From the comfort of his easy chair Jim watched as I traipsed up and down the stairs, placing luscious-colored leaves and flowers, scarecrows and pumpkins, into display position on the front porch and around the living room and dining room.
After my third trip he said, "honey, what are you doing?" I replied, "it’s November."
He sat for a minute, then said, "You're kidding. Where has the time gone?"
He'd been futzing around with the DVD player, mumbling about how it's gone bad. He'd already gotten out the cleaner disk, and spent a few minutes on that. But he was still grumbling about our DVD player being shot, not worth a bladabladablady.
I asked if he had tried to play that particular DVD in the bedroom. He glared at me, said, "Are you trying to tell me my diagnostic skills are lacking?" I didn't offer my opinion that perhaps a DVD he brought back from Iraq might not have been manufactured with American quality standards. I just said, “no, but if the DVD won't play in the bedroom, too, then we're sure of the nature of the problem.
As he went off to the bedroom I heard him say, sotto voce, "I KNOW the nature of the problem."

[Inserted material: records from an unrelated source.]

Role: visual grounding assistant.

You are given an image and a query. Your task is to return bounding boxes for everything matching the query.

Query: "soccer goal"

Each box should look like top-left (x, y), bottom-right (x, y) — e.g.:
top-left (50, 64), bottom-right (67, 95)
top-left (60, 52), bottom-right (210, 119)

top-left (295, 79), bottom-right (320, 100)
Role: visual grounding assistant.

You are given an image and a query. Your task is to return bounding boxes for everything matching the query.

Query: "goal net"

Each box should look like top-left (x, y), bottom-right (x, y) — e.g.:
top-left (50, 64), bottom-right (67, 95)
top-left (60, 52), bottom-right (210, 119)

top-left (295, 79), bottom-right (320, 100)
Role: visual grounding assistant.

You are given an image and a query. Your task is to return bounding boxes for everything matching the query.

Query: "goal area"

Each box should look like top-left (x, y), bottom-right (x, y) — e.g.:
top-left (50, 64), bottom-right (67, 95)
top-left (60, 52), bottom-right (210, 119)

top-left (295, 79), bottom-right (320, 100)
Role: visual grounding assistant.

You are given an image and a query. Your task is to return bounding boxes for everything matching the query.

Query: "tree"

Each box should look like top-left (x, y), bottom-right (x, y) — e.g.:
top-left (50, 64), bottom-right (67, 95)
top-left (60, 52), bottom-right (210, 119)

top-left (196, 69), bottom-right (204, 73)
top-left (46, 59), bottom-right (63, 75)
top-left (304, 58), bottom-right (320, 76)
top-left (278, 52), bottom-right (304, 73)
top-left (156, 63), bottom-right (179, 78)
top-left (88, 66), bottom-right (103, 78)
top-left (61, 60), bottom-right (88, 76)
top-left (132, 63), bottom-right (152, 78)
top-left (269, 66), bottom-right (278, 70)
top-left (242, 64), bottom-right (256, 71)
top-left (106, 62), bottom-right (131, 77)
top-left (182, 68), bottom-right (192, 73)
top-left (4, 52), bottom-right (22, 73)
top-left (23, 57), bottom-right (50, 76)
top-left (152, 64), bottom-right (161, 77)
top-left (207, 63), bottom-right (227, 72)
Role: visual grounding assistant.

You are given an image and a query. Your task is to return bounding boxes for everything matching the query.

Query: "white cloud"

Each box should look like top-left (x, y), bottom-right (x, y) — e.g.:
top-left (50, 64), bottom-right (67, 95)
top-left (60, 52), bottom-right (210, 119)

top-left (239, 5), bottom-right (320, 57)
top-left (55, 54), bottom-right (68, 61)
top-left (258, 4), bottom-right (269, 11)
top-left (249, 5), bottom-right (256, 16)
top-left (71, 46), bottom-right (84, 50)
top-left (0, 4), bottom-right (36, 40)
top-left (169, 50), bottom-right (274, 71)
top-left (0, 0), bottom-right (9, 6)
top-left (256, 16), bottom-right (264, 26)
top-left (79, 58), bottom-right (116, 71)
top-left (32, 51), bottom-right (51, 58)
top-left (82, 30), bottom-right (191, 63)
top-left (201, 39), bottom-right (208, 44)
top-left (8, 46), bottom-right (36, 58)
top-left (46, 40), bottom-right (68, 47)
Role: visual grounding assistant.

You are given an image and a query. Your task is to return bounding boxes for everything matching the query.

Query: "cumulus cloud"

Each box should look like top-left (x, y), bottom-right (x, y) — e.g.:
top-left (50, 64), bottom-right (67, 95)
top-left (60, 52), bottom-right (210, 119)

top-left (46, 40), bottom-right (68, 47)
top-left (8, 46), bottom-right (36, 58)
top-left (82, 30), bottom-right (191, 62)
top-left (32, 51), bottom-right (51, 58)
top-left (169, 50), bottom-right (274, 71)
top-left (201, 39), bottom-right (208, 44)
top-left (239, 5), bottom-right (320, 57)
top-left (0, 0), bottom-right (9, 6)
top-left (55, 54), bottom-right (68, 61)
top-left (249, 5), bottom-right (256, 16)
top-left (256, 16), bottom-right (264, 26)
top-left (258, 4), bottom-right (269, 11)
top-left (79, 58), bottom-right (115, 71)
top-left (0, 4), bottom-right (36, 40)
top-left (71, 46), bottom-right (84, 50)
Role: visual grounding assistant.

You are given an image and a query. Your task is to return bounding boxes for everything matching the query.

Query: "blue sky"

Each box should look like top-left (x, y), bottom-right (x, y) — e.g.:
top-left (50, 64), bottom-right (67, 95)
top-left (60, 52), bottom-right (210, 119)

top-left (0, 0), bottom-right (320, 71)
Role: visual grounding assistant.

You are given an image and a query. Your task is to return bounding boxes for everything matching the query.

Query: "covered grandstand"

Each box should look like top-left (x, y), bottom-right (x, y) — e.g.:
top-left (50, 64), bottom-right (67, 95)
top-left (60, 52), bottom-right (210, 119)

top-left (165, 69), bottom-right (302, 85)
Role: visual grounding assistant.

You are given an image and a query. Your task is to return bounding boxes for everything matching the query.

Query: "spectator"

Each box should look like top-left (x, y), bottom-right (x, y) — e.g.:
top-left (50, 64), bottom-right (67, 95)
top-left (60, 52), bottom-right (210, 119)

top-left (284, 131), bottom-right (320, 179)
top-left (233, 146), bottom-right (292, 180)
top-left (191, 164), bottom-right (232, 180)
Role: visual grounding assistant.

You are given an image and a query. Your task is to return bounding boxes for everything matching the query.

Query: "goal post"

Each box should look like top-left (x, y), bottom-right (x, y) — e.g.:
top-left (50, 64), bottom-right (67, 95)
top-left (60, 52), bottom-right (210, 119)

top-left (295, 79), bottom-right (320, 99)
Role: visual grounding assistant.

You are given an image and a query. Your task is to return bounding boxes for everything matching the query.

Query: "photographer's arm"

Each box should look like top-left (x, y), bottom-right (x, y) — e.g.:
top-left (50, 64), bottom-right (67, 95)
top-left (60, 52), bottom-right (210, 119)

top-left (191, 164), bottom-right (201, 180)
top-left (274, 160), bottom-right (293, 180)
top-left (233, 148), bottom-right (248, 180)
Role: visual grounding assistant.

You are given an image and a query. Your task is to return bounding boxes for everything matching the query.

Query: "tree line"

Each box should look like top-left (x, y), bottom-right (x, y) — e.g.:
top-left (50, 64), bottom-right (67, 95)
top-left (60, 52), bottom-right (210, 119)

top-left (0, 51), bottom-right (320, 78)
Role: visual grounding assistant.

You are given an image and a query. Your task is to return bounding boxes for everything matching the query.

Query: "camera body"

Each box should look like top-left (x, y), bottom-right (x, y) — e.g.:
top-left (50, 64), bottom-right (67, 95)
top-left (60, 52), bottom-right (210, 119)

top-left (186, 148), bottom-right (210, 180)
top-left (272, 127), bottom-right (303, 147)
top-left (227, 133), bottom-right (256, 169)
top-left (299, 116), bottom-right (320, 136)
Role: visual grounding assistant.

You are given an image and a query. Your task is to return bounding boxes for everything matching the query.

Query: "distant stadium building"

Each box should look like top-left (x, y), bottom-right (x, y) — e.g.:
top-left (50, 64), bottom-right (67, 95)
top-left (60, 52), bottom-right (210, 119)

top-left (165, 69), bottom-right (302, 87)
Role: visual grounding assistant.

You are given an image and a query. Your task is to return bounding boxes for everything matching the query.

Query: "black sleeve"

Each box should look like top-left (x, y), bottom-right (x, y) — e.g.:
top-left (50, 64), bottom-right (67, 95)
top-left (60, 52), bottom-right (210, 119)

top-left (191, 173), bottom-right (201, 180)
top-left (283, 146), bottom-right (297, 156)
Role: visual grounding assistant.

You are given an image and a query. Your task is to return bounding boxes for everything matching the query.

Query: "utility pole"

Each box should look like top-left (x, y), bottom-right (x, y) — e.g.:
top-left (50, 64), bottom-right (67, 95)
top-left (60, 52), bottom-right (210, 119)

An hour later, I went into the bedroom. He was asleep. The DVD player was off. The DVD was in the trashcan next to the bed. I didn't hear another word about the player. Which, by the way, worked just fine the rest of the day. I will look for another copy of the DVD this morning at wally world, and if it's not there, will order one online.
But this morning, during my mediation, I realized that there was more to the incident than the surface issues of DVDs and players. In life there's usually more than one way to look at almost everything. But sometimes I jump to conclusions. The actual circumstance doesn't matter. I have something so deep in my head that another opinion makes no sense to me and I disregard it automatically because it's not MY opinion.
Perhaps I'm so bull-headed that I simply will pay no attention to what someone else thinks. While rational thinking says there MAY BE another way of looking at it I'm so dead set that it's my way or the gunny highway that I'm unwilling to even listen to another option.
Sometimes I listen but I do not hear. I allow the cacophony of worldly cares to drown out the whisper of what really matters. And so today I will listen to the crows, but also hear the sparrows.